De pequeña miraba el silo, el mismo que albergaba la gran lechería o el criadero de caballos chilenos después, exactamente el mismo que en los años ochenta era convertido en la gran discotheque de Los Andes. Las gallinas de su madre recorrían los alrededores y más de alguna vez volvían con los pollos recién nacidos, en los pies del famoso silo. De los muchos criadores que he conocido en mi vida, lo principal es la herencia, la generación espontánea del gusto prácticamente no existe, la asimilación de poder dormir en la madrugada con el cercano canto del gallo y absorberlo de manera positiva, no se adquiere en la adultez.

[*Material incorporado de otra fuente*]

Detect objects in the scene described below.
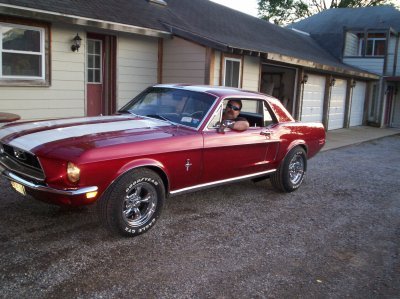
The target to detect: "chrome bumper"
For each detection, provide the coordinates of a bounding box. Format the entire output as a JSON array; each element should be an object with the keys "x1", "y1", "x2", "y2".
[{"x1": 0, "y1": 169, "x2": 98, "y2": 196}]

En la actualidad, la crianza de aves criollas está rápidamente desapareciendo, debido al costo de la alimentación, a la comodidad de las costumbres urbanas, a las externalidades y desapego a la tierra. Pero doña Matilde es de esas estoicas que perduran en el tiempo, sin importar los cambios del barrio, los nuevos condominios de la vecindad, la fila interminable de vehículos que atochan Tocornal, ni el alto valor de los terrenos urbanos, que invitan a partir. Una castellana pasa, la mira con desdén, ella se inquieta y camina a su nido, la espera un huevo extra de color rosado salpicado en manchas blanquecinas que nos deja sin comentarios, una maravilla.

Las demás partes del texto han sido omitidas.